# how difficult/easy is it likely to be?



## oddie1983 (Sep 28, 2007)

Hi

Im a 24 year old girl looking to move over to dubai with a friend. My only concern is regarding work. I have lots of experience in sales (orange mobile phone company) retail, customer service and a little administration work. Looking at various sites dubai seems to recruit professionals especially in banking/it etc also graduates which i am not.
Has anybody managed to find the type of work im looking for? Did you find it before heading over or just whilst you were there? Any information would be fantastic.

Thanks!!


----------



## synthia (Apr 18, 2007)

Welcome to the forum! You pose an interesting question, since, as you pointed out, most of what we see are highly skilled people going to Dubai. It may be difficult to get a job in sales without speaking Arabic, and without a job, it will be difficult to get a work visa.

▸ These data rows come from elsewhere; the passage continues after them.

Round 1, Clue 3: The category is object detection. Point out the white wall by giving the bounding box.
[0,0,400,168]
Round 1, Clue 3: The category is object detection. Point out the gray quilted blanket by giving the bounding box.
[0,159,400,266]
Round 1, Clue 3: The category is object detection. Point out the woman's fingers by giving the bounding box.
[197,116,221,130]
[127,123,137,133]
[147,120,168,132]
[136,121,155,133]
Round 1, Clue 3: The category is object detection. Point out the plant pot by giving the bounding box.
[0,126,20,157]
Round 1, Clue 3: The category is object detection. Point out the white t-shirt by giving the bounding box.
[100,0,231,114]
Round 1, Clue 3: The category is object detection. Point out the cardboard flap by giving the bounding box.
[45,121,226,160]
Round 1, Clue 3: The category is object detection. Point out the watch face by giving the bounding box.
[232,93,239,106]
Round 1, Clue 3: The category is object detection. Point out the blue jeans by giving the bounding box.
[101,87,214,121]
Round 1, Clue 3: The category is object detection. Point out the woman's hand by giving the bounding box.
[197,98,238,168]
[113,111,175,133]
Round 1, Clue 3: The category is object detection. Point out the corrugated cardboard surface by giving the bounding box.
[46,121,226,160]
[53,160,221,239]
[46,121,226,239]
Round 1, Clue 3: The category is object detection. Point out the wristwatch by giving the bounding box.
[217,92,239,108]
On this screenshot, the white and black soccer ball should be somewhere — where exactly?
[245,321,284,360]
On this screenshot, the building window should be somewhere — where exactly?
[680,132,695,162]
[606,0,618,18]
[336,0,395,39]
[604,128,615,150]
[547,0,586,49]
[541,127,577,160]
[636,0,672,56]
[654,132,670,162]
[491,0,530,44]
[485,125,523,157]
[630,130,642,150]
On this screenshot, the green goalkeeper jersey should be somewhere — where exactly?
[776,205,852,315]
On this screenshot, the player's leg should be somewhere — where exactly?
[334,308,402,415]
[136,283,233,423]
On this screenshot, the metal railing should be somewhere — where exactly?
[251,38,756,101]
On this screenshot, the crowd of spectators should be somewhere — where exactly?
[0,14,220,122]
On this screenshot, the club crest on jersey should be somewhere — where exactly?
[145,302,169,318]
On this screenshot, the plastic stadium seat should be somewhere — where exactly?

So I'm interested in seeing what response you get.


----------



## eyec (Oct 19, 2007)

you dont need arabic since most people speak english heer in dubai

i guess if you blonde it doesnt matter if you get your job before or after you get there....just like any other place in the world

it will be much better if you know before hand how much you will be paid so you can compare with the way you living now at home before takling the long trip to dubai

i believe most qualified people get offers online before moving to duabi


----------